Arm Holdings (NASDAQ: ARM) and Advanced Micro Devices (NASDAQ: AMD) have experienced distinct trajectories on the market in 2024; one soaring to new heights while the other struggles to keep pace with the semiconductor industry’s growth.
While Arm’s stock surged by an astounding 50% this year, AMD witnessed a decline of 10%, diverging from the 10% increase seen in the PHLX Semiconductor Sector index. The current market environment, fueled by the rising demand for artificial intelligence (AI) chips, has deeply influenced both companies in contrasting ways.
Let’s delve deeper into the AI opportunities presented by Arm and AMD to discern which stock holds greater promise for investors at present.
The Ascendancy of Arm Holdings
Arm Holdings distinguishes itself by not manufacturing any chips; instead, the British company licenses its chip architecture and intellectual property (IP) to chipmakers and original equipment manufacturers (OEMs). These companies leverage Arm’s designs to produce various chips, including central processing units (CPUs), graphics processing units (GPUs), and smartphone processors.
This strategic positioning places Arm at the forefront of harnessing the steady growth of the semiconductor market, which has seen a significant boost from the AI sector. Surpassing expectations, Arm reported record quarterly revenue of $939 million in the first quarter of fiscal 2025 (ending on June 30), marking a remarkable 39% surge from the previous year.
Driven by a robust 72% year-over-year increase in licensing revenue to $472 million, Arm attributed this growth to “multiple high-value license agreements” and the soaring demand for its technology in AI-centric applications. Moreover, the company’s adjusted earnings rose by 67% year over year to $0.40 per share in the last quarter.
The array of customers embracing Arm’s AI-focused Armv9 architecture, particularly in the smartphone domain, has contributed to a notable uptick in licensing revenue sourced from this segment – reaching a quarter of total royalty revenue. Forecasts suggest that a staggering 100 billion Arm-based AI chips could be shipped by the conclusion of fiscal 2026.
An increase of 29% year over year in remaining performance obligations (RPOs) to $2.17 billion further affirms Arm’s solid revenue trajectory, reflecting a healthy revenue pipeline poised for sustainable growth. Analysts project an accelerated earnings growth for Arm, with a robust annual growth rate of 31% anticipated over the next five years.
The Resilience of Advanced Micro Devices
Although AMD’s stock performance has lagged this year, investors found solace in the company’s recent results that showcased notable growth in sales of its data center chips.
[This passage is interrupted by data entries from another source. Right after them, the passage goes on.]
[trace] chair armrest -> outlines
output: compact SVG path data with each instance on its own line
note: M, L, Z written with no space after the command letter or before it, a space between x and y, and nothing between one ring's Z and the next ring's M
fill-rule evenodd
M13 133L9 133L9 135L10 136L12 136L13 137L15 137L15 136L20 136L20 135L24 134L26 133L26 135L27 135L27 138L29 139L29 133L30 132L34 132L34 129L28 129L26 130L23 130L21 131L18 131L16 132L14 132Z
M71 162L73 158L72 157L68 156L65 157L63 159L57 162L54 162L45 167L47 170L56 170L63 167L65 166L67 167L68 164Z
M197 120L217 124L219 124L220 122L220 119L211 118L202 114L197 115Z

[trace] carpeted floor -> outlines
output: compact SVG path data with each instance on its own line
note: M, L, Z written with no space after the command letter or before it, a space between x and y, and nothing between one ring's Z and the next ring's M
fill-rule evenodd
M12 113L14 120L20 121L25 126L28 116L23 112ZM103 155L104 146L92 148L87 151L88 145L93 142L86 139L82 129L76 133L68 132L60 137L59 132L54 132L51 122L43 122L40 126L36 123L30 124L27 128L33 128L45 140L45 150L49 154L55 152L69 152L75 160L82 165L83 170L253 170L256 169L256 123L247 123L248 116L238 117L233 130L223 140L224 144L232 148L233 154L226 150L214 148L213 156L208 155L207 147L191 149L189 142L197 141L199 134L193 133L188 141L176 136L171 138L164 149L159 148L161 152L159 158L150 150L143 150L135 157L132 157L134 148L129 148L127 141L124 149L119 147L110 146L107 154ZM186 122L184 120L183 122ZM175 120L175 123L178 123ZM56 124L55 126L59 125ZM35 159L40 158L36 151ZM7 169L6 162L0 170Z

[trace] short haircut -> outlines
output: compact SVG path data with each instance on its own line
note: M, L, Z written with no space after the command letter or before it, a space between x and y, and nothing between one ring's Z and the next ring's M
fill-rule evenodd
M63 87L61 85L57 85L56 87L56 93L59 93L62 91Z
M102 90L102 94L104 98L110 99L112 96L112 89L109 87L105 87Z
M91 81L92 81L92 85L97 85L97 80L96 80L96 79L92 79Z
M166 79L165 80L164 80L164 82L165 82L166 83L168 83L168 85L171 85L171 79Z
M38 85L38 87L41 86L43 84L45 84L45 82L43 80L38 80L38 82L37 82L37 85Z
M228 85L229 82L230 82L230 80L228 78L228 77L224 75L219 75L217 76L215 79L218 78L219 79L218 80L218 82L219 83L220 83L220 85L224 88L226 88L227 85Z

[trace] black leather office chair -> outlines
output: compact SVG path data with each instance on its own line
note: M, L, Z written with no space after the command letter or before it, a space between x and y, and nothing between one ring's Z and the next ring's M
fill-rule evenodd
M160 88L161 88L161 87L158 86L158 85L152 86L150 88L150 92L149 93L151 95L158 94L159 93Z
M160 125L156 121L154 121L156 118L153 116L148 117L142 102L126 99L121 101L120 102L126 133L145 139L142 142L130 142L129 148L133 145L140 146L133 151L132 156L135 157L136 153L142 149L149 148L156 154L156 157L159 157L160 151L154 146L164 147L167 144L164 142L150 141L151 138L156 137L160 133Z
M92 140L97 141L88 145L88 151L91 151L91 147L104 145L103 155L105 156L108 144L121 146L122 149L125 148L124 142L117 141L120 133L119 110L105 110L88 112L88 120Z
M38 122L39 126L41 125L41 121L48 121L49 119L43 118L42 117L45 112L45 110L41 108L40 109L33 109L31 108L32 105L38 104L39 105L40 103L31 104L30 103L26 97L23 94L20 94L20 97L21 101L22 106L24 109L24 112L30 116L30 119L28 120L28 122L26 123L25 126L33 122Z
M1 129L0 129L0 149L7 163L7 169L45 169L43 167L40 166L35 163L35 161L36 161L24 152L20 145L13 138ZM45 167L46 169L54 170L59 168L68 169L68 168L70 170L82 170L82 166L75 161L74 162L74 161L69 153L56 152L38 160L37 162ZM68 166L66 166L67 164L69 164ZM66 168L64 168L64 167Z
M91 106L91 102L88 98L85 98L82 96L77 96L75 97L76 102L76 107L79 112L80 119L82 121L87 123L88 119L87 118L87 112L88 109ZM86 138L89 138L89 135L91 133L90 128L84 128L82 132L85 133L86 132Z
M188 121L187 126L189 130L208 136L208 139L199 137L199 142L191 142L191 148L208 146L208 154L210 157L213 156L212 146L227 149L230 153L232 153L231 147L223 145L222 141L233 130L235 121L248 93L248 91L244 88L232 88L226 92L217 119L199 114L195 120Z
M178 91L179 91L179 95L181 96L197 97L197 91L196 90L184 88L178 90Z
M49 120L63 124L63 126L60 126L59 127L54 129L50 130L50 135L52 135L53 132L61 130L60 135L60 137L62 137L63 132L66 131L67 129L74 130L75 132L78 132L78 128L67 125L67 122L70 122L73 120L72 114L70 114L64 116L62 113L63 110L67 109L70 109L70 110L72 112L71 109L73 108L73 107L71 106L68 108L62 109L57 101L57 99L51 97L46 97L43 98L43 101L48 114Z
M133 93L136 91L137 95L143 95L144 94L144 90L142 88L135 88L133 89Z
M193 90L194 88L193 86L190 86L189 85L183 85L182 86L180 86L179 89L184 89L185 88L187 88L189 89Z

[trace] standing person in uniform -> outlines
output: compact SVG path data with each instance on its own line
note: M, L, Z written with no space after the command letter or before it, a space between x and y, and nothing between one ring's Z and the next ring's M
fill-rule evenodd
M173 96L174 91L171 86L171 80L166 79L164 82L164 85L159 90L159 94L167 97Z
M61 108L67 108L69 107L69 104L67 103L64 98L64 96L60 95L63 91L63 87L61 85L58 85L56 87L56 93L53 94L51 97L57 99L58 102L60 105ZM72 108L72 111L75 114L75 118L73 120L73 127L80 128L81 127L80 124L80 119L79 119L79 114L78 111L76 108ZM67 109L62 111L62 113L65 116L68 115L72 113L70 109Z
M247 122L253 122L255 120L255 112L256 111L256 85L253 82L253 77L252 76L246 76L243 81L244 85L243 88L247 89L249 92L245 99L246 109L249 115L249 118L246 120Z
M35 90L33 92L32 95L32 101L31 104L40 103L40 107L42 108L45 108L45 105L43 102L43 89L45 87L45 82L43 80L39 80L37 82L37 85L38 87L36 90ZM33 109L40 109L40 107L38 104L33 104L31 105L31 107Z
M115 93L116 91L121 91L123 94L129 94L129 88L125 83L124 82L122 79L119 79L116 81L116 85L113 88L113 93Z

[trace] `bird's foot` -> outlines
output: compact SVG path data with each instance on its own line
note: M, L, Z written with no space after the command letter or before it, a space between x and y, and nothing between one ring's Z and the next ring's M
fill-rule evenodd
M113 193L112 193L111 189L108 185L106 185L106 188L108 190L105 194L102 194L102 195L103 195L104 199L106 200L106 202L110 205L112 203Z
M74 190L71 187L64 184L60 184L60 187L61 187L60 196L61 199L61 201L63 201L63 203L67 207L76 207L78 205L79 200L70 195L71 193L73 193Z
Despite a modest 9% year-over-year increase in overall Q2 revenue to $5.84 billion, AMD’s data center revenue skyrocketed by 115% to $2.8 billion.
AMD’s success has been bolstered by the thriving demand for its data center CPUs and GPUs, integral components in servers powering AI workloads. During the latest earnings conference call, CEO Lisa Su revealed, “We delivered our third consecutive quarter of record data center GPU revenue, with MI300 quarterly revenue exceeding $1 billion for the first time. Microsoft expanded their use of MI300X accelerators to power GPT-4 Turbo and multiple Copilot services, including Microsoft 365 Chat, Word, and Teams.”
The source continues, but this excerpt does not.